"We share our code online": Why this is not enough to ensure reproducibility and progress in recommender systems research
Authors/Creators
Description
This record hosts the list of papers and the evaluation data that are part of the RecSys 2025 reproducibility analysis "We share our code online": Why this is not enough to ensure reproducibility and progress in recommender systems research. More information can also be found at the corresponding website.
Abstract:
Issues with reproducibility have been identified as a major factor hampering progress in recommender systems research. In response, researchers increasingly share the code of their models. However, the provision of only the code of the proposed model is usually not sufficient to ensure reproducibility. In many works, the central claim is that a new model is advancing the state-of-the-art. Thus, it is crucial that the entire experiment is reproducible, including the configuration and the results of the considered baselines. With this work, our goal is to gauge the level of reproducibility in algorithms research in recommender systems. We systematically analyzed the reproducibility level of 65 papers published at a top-ranked conference during the last three years.
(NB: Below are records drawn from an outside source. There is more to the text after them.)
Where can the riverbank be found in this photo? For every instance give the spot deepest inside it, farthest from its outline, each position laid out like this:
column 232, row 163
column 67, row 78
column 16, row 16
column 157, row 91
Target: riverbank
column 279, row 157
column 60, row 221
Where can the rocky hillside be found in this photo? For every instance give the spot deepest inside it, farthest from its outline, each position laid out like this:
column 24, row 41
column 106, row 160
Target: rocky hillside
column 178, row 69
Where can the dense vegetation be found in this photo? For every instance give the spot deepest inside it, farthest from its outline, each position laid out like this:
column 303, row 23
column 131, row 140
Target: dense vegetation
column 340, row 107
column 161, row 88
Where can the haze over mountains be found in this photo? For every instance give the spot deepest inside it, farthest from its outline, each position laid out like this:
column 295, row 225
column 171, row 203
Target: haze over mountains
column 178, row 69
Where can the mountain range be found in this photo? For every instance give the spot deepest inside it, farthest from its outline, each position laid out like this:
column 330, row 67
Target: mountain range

Our results are sobering. While the model code is shared in about two thirds of the papers, the code of the baselines is provided only in eight cases. The hyperparameters of the baselines are reported even less frequently, and how these were exactly determined is not explained in any paper. As a result, it is commonly not only impossible to reproduce the full result tables reported in the papers, it is also unclear if the claimed improvements over the state-of-the-art were actually achieved. Overall, we conclude that the research community has not reached the required level of reproducibility yet. We therefore call for more rigorous reproducibility standards to ensure progress in this field.